Nov. 11, also known as Singles’ Day, is an online shopping holiday in China unlike any other. A star-studded show hosted by China’s largest online retailer, Alibaba, kicked off the festivities, originally conceived as an online sales event for singles to treat themselves with some retail therapy. This year, actress Nicole Kidman, rapper Pharrell Williams, and Chinese film stars Zhang Ziyi and Fan Bingbing were among those present at a gala in Shanghai.
By the end of a 24-hour period, Alibaba had made 168.3 billion yuan, or roughly $25 billion—an almost 40 percent increase from last year’s 120.7 billion yuan ($17.8 billion).
Chinese consumers bought the most products from Japan, America, Australia, Germany, and South Korea. In Guangzhou Province in southern China alone, 360 million packages were to be shipped out by the local post office.
But the sales numbers have been called into question. According to Reuters, the U.S. Securities and Exchange Commission has launched a probe into Alibaba’s accounting practices in 2016, including for its Singles’ Day sales.
On the day of this year’s shopping festival, Chinese newspaper Beijing News published an article exposing websites that provide fake transactions for store vendors. Online store vendors can request as many fake transactions as they’d like, and the websites receive a commission in exchange. The fake sales, made under fake names, increase a vendor’s sales volume and popularity ranking, which in turn may attract real customers to make purchases.
One website, called 51 Shua Dan (a Chinese term for fake transactions), closed down after the Beijing News report came out. Before closing, the website had 62,484 members and had completed 10 million fake transactions, according to Beijing News.
The massive sales numbers may also be an indication of a serious social problem. This weekend, local newspaper Metropolis Bulletin reported that a woman living in the coastal city of Xiamen, Fujian Province, had spent 1.4 million yuan ($210,000) on online shopping for the past two years.
The woman’s husband, 37 year-old Liu Cheng, told the newspaper that his wife had acquired a huge amount of clothing online—on Nov. 11 and other major holidays—spending all of the couple’s savings, using up the credit limit on 17 cards, borrowing money from relatives, and taking loans.
During this year’s Lunar New Year holiday, six deliverymen had dropped off 27 packages in one day. Liu also started receiving phone calls from different retail companies asking about the money owed on items his wife had purchased.

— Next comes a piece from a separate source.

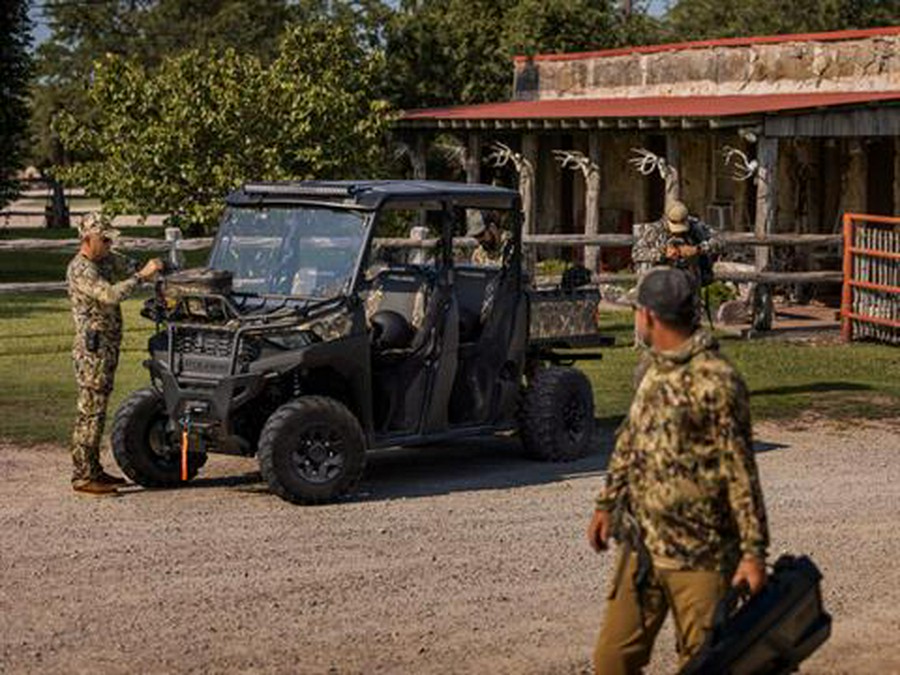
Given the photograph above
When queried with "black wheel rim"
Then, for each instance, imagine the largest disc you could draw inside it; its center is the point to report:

Liu said his wife’s closet had about 300 pairs of jeans, 200 pairs of shoes, 50 coats, and 40 different handbags, alongside countless t-shirts and jackets, many with their tags still on.
Shopping addiction is a real phenomenon in China. In 2011, Chinese news portal Sina published a survey about online shopping habits among Chinese consumers that found 71.1 percent of respondents believed they had an addiction, while 73.6 percent said they logged on to an online shopping site every day.
The Nov. 11 festival led to tragedy in Shanghai, when one person died at a shopping event.
A supermarket in Pudong district had organized an event that saw many customers line up outside the store at around 6:30 a.m. At around 6:50 a.m., local police reported that the store’s second-floor loft had collapsed due to overload, trapping a dozen or so customers and staff underneath.
The police announced via WeChat that two people had died, while seven were injured. Those rescued were sent to Pudong New District People’s Hospital for treatment, where one died after 13 hours.